Havia algo por detrás dele. Algo puro, intocado. Algo diferente do que ela havia dito.

Algo que ela queria dizer, mas não podia. Assim como agora.

Quando finalmente alcanço o fundo de seus olhos, eu encontro as palavras.

Encontro as palavras que ela queria dizer, e elas são exatamente as mesmas que foram ditas.

Mas, dessa vez, são verdadeiras.

Seu significado é puro. Seu significado é a única coisa que existe.

Eu, ela, e as palavras.

A faca é um empecilho.

A faca é uma consequência.

Ela não chora.

Nós nos encaramos longamente.

Eu vejo por debaixo da superfície:

Confie em mim.

E não há mais nada que eu possa fazer.

— Eu confio em você. — Murmuro.

A mão dela alcança minha nuca.

A faca alcança meu corpo.

A lâmina penetra até o fundo.

Minhas pernas já não mais me suportam.

Caio de joelhos, os pulsos presos pelas algemas eletromagnéticas.

Dor.

Abro a boca e grito.

Todo o meu corpo grita comigo, grita com toda a força.

Grita pela morte.

Fecho os olhos. Tudo em mim parece inconstante, fluido.

Olho para o cabo negro da faca para fora de meu corpo. O restante está dentro.

O sangue escorre pela minha barriga, pela minha perna. E logo haverá uma poça, misturando-se ao sangue de Leon. E, logo, não haverá mais distinção entre o que ele foi e o que eu fui.

O que eu sou.

E o que não serei mais.

Há apenas negrume em frente a meus olhos quando me contorço.
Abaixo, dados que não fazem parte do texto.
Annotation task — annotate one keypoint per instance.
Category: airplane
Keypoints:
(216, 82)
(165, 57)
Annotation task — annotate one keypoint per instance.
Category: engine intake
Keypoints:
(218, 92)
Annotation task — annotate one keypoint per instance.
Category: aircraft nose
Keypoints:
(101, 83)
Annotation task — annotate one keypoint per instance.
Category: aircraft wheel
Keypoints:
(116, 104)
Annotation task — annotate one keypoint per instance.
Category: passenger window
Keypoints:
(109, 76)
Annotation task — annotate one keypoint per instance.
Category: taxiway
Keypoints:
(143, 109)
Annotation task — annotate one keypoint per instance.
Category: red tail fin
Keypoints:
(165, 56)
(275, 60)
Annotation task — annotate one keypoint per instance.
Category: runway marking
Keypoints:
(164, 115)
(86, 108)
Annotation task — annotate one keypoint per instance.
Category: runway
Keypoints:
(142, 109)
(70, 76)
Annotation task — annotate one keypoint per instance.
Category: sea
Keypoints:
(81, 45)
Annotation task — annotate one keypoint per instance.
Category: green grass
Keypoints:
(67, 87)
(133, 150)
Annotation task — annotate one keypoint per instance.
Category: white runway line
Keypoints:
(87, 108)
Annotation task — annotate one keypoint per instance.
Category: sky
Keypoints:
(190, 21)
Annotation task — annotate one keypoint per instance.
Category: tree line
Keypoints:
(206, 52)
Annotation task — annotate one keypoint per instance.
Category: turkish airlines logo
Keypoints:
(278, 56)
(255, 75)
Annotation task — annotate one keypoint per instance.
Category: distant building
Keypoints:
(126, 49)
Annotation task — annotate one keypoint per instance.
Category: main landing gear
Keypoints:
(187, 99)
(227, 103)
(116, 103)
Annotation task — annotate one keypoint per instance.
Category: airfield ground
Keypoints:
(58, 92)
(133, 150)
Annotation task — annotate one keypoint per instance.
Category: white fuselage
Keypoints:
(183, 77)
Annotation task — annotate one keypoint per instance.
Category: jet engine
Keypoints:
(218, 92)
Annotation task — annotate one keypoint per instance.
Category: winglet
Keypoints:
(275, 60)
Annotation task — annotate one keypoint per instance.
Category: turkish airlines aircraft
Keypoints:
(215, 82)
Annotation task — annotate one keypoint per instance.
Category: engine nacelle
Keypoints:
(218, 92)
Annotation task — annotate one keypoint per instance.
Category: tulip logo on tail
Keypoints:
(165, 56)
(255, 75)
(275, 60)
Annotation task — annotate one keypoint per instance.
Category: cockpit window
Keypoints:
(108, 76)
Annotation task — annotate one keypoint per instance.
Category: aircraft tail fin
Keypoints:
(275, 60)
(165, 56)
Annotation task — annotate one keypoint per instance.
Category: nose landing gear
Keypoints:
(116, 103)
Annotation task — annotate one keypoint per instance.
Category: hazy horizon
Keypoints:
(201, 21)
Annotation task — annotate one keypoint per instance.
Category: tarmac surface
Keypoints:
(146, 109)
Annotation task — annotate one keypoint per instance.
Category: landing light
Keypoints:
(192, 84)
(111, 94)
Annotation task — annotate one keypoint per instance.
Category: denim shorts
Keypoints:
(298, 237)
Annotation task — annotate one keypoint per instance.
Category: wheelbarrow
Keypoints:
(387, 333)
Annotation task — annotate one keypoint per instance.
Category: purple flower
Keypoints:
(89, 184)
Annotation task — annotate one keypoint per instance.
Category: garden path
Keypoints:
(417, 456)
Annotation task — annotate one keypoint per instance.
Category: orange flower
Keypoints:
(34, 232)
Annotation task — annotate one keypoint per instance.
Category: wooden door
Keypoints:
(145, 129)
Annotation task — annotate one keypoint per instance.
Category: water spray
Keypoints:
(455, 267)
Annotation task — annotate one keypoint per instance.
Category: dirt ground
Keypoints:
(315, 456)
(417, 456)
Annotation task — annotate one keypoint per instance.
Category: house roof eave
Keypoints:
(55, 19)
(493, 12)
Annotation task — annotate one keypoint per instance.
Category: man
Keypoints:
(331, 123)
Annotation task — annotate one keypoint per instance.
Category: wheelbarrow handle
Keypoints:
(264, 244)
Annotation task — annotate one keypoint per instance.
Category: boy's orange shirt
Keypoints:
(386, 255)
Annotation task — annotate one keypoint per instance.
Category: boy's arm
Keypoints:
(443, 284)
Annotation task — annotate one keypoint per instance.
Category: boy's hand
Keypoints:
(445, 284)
Espero pela facada final, pelo momento derradeiro.

Mas ele não vem.

— Deixe-o agonizar — diz a assassina. — Deixe que morra.

Eu não vejo seu rosto.

As algemas se desprendem da bancada, e eu caio de lado no chão.

Antes que tudo simplesmente desapareça, vejo-a saindo da sala.

E, quando ela o faz, seu display não brilha.